Podemos pensar em uma analogia simples. O mesmo homem que é capaz de produzir projetores de imagens de alta frequência (60 quadros por segundo, por exemplo), é incapaz, in natura, de perceber qualquer diferença visual a partir dos 30 quadros por segundo, na média. De certa forma estamos acostumados a pensar que nossa habilidade técnica excede e muito a nossa capacidade de percepção; mas por que então nos preocupamos tanto com o desenvolvimento técnico pretensamente ilimitado dos nossos artifícios?

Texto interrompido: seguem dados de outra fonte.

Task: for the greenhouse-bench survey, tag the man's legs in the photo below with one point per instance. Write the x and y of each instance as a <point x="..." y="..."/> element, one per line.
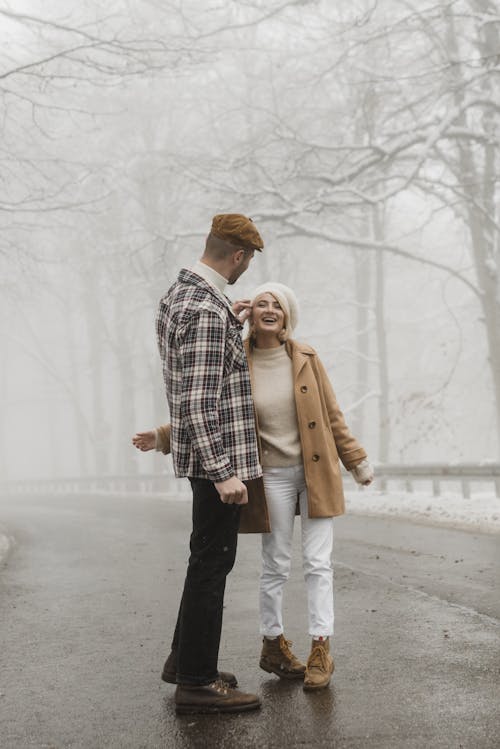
<point x="213" y="550"/>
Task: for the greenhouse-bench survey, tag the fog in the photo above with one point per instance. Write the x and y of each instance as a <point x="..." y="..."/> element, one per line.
<point x="363" y="139"/>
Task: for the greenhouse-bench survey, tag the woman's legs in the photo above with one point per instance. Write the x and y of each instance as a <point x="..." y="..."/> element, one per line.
<point x="317" y="545"/>
<point x="281" y="496"/>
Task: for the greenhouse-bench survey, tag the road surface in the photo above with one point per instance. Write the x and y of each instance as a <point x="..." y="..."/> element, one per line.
<point x="89" y="595"/>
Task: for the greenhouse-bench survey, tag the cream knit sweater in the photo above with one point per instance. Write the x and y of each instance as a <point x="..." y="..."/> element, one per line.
<point x="274" y="400"/>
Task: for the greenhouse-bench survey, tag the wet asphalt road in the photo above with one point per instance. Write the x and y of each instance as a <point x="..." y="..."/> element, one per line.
<point x="88" y="599"/>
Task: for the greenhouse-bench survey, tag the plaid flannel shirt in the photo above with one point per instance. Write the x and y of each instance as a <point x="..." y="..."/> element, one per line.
<point x="207" y="383"/>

Se há um limite para a experiência, podemos crer que Sutherland escreve com a consciência desse limite. Seria talvez uma ingenuidade nossa imaginar que o autor pressupõe que os habitantes do quarto em questão seriam capazes de experimentar qualquer coisa que fosse programada. De fato isso significa que, se queremos determinar com precisão o objeto de nosso estudo – a relação entre o usuário e máquina – precisamos considerar de imediato a parcela mais limitada dessa relação: a saber, nós.

Podemos pegar um atalho através do problema da experiência em ambientes controlados na definição sucinta do conceito de "presença" apresentado pelo International Society for Presence Research. Nesse verbete destaca-se o papel fundamental que a ilusão cumpre na dinâmica da experiência em ambientes desse tipo:

Presença é um estado psicológico ou uma percepção subjetiva na qual determinado indivíduo, passando por uma experiência gerada e/ou filtrada por meio de tecnologia, falha em reconhecer o papel da tecnologia no processo. [4]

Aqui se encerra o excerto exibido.